Oh dear, and to think I only wanted some advice on keeping the engine bay warm, some very good points though. Clearly there are strong differing opinions over winterisation and I suppose people know what's best for their boats and what works for them depending on their locations.

I don't have the luxury of shore power or the luxury of taking her out over the winter period but I certainly don't want to take any chances of damage. I suppose I could just do nothing and I'd probably be ok but it's the 'probably' I just don't like, so I'll do the usual winterisation work but as far as the raw water heat exchanger is concerned, well, it just seems to make sense to wrap in all up as best as I can, at least that way I know I tried something.

Thanks everyone,
John
 
Oh dear, and to think I only wanted some advice on keeping the engine bay warm, some very good points though. Clearly there are strong differing opinions over winterisation and I suppose people know what's best for their boats and what works for them depending on their locations.

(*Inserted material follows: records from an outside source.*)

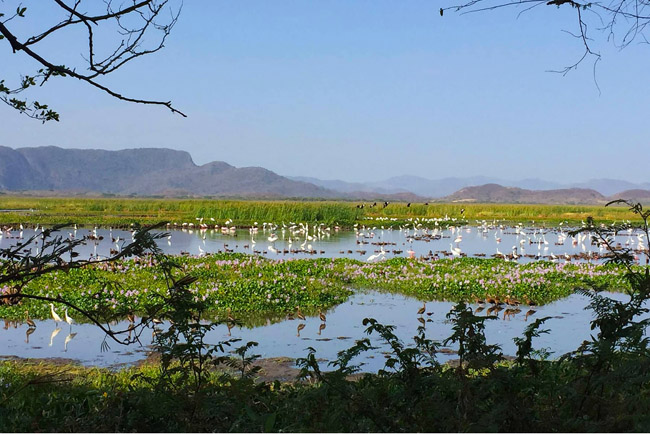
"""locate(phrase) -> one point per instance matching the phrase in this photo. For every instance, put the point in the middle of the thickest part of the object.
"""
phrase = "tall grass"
(123, 211)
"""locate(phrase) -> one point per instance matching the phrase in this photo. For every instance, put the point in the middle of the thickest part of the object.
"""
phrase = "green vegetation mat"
(124, 211)
(255, 285)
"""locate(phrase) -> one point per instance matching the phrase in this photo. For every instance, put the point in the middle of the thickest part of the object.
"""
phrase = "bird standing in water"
(300, 327)
(55, 316)
(299, 313)
(30, 323)
(68, 319)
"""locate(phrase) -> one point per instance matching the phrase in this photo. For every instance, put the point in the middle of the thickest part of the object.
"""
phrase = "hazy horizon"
(362, 92)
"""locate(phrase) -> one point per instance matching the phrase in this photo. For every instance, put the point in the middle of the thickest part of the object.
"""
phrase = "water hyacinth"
(252, 284)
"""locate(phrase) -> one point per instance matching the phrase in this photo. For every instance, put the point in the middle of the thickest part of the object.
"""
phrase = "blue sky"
(361, 90)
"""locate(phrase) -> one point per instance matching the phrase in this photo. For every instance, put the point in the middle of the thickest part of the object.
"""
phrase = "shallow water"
(568, 328)
(528, 244)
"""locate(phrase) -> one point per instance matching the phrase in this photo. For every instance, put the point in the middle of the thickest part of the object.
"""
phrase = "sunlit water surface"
(569, 326)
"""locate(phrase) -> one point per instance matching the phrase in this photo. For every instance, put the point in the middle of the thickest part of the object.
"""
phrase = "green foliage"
(602, 386)
(122, 211)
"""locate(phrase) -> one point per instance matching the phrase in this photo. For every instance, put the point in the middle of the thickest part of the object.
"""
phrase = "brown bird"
(529, 302)
(29, 321)
(299, 314)
(300, 327)
(529, 313)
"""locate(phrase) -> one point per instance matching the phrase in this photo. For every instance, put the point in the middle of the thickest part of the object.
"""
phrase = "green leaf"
(269, 422)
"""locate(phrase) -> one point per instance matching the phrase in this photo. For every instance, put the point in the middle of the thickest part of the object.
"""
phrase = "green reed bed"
(124, 211)
(255, 285)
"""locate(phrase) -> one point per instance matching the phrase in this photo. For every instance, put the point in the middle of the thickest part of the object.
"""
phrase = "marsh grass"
(124, 211)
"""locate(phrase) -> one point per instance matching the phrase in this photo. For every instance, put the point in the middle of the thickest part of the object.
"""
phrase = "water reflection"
(283, 337)
(519, 243)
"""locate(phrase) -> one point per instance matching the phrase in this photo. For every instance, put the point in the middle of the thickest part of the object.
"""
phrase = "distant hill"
(635, 195)
(150, 171)
(439, 188)
(499, 194)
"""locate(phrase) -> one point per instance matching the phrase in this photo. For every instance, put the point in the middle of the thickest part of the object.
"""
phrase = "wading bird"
(31, 324)
(55, 316)
(68, 319)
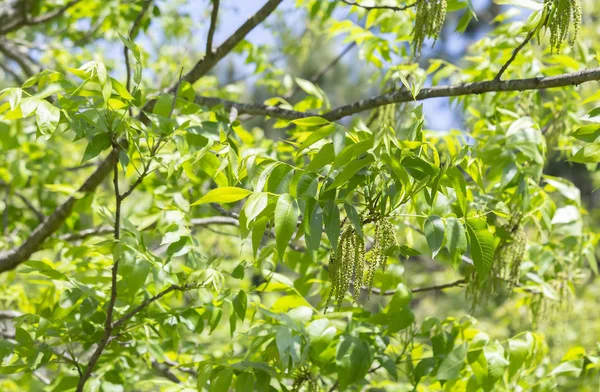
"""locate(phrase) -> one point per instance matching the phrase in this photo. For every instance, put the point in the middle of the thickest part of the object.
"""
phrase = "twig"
(14, 257)
(317, 77)
(108, 323)
(208, 62)
(11, 73)
(213, 25)
(380, 7)
(514, 54)
(39, 215)
(400, 96)
(132, 34)
(147, 302)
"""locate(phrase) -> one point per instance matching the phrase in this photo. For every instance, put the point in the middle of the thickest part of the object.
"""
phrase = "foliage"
(159, 234)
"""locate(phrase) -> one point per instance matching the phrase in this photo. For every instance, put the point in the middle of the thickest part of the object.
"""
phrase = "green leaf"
(222, 380)
(99, 143)
(353, 359)
(452, 365)
(324, 157)
(497, 364)
(244, 382)
(588, 154)
(482, 246)
(354, 218)
(308, 185)
(255, 204)
(315, 136)
(23, 338)
(227, 194)
(314, 229)
(286, 220)
(332, 222)
(350, 170)
(240, 303)
(47, 117)
(434, 232)
(456, 240)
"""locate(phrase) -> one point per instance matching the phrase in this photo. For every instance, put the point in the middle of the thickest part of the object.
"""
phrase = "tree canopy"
(371, 195)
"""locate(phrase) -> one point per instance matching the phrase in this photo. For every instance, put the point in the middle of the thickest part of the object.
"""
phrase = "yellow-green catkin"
(350, 264)
(505, 268)
(562, 17)
(429, 20)
(346, 265)
(510, 255)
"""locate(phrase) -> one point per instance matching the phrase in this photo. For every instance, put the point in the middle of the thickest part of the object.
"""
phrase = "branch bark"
(11, 259)
(108, 323)
(400, 96)
(211, 58)
(380, 7)
(213, 26)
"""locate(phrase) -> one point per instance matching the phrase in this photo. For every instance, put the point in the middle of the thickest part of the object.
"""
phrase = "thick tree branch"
(25, 20)
(108, 322)
(400, 96)
(11, 259)
(213, 26)
(514, 54)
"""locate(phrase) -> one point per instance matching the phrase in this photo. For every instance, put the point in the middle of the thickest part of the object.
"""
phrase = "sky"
(439, 113)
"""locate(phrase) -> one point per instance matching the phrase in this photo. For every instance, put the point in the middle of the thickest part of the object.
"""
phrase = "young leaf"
(227, 194)
(286, 220)
(482, 246)
(452, 365)
(456, 240)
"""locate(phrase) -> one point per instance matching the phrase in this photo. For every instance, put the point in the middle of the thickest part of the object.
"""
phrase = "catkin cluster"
(429, 21)
(303, 376)
(350, 264)
(510, 256)
(558, 17)
(505, 269)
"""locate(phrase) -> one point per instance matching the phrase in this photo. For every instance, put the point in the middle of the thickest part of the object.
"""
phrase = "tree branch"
(380, 7)
(108, 323)
(400, 96)
(11, 259)
(212, 58)
(146, 303)
(26, 21)
(132, 34)
(41, 217)
(514, 54)
(212, 28)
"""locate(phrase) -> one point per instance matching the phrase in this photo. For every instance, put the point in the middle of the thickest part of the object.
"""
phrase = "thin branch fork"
(213, 26)
(380, 7)
(514, 54)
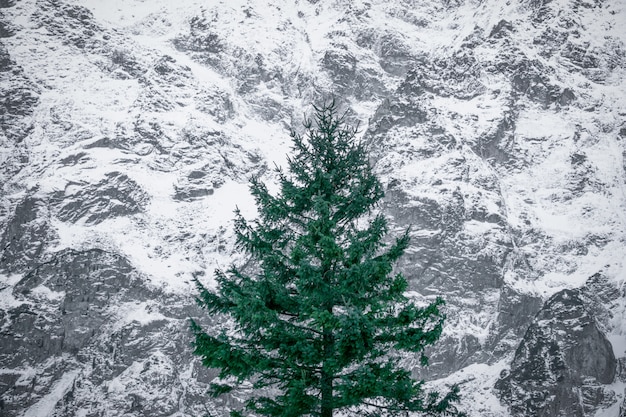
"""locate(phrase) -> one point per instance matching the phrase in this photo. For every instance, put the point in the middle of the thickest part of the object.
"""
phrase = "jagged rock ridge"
(128, 132)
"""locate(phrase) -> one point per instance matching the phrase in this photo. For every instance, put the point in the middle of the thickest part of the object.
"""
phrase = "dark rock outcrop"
(116, 195)
(560, 363)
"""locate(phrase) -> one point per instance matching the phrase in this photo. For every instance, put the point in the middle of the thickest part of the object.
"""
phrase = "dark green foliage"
(320, 324)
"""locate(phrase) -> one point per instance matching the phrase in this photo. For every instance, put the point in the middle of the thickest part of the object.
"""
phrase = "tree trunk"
(327, 395)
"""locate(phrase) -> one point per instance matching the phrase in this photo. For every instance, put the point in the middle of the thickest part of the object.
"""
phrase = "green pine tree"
(322, 322)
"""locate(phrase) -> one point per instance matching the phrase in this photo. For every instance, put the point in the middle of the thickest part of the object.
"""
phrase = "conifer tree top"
(320, 322)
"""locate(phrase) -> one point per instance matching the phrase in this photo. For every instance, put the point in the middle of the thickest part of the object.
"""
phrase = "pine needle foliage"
(321, 324)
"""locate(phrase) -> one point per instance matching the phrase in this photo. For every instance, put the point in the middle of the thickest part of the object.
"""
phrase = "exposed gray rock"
(560, 363)
(116, 195)
(18, 99)
(26, 236)
(94, 330)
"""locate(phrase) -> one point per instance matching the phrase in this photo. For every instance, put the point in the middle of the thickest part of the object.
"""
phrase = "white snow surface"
(172, 240)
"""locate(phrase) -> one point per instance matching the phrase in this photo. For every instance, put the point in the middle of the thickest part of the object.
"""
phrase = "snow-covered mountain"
(129, 129)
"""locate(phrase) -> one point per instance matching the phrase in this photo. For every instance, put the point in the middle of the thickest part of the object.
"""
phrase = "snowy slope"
(129, 130)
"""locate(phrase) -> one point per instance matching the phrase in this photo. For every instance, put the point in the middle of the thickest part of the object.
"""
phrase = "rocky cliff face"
(128, 131)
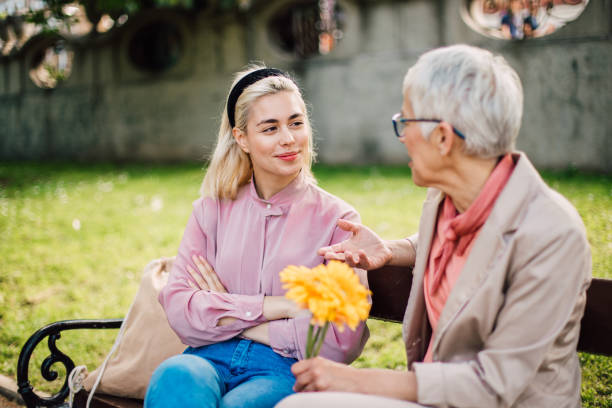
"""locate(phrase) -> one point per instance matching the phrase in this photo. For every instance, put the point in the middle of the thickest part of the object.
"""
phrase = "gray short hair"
(473, 90)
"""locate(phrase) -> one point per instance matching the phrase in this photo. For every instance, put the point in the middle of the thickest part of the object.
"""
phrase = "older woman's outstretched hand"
(364, 249)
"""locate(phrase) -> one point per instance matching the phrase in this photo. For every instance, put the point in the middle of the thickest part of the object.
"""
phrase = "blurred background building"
(145, 81)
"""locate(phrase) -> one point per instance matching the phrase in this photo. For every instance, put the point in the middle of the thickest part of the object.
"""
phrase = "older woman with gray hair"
(501, 261)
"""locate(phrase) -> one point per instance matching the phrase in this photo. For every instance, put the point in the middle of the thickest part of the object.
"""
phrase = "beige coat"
(508, 333)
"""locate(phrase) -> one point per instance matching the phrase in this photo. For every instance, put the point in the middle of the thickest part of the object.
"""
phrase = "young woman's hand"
(364, 249)
(279, 307)
(205, 278)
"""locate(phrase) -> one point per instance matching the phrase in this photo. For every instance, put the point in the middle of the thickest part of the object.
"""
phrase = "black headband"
(245, 82)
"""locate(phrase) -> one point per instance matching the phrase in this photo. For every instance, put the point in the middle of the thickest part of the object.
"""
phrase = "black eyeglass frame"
(397, 118)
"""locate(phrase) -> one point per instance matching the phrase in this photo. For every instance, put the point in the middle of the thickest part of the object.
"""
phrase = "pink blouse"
(248, 241)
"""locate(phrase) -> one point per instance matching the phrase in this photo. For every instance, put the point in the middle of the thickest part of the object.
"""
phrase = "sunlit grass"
(74, 240)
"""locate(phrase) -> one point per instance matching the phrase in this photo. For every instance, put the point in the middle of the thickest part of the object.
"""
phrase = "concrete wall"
(108, 109)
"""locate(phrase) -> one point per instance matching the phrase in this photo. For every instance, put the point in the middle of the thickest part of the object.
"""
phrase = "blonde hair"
(230, 168)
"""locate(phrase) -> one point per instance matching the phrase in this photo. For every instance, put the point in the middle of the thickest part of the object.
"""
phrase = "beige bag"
(144, 341)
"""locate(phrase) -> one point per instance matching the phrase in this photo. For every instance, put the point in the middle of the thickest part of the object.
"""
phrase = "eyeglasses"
(399, 124)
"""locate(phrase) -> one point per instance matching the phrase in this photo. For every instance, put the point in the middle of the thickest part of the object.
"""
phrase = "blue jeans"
(233, 373)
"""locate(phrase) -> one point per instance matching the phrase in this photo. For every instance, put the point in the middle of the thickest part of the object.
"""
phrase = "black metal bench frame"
(390, 287)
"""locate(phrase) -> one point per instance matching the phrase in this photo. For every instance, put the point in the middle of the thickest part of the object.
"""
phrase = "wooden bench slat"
(596, 324)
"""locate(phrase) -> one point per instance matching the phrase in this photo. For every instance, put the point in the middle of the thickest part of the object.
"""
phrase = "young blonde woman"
(260, 211)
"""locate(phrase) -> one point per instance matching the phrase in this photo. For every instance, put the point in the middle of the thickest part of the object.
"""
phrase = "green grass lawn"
(74, 240)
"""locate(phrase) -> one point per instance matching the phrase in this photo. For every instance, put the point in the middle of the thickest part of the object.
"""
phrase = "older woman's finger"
(199, 281)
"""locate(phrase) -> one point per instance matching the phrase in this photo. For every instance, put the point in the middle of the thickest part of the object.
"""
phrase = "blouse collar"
(284, 197)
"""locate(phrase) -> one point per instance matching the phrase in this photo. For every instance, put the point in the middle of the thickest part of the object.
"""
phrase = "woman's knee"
(181, 378)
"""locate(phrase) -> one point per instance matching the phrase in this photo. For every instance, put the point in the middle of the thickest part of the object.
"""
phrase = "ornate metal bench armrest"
(53, 331)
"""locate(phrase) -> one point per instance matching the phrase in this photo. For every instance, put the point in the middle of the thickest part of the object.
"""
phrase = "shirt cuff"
(249, 308)
(282, 335)
(430, 383)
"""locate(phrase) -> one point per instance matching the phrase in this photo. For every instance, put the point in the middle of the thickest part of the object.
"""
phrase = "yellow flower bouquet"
(332, 293)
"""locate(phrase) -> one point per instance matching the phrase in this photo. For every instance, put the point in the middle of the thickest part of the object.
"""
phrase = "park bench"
(390, 287)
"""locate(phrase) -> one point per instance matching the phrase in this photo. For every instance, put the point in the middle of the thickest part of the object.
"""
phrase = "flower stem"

I don't have the luxury of shore power or the luxury of taking her out over the winter period but I certainly don't want to take any chances of damage. I suppose I could just do nothing and I'd probably be ok but it's the 'probably' I just don't like, so I'll do the usual winterisation work but as far as the raw water heat exchanger is concerned, well, it just seems to make sense to wrap in all up as best as I can, at least that way I know I tried something.

Thanks everyone,
John

Don't worry John, you'll be fine, even better if you use her. Pop over and say hi if you see us on Eos.
 
I do see your boat quite a lot and have thought about saying hello, so thanks for the offer. I was out last Saturday and just went up to Dittisham for a little stretch - beautiful day.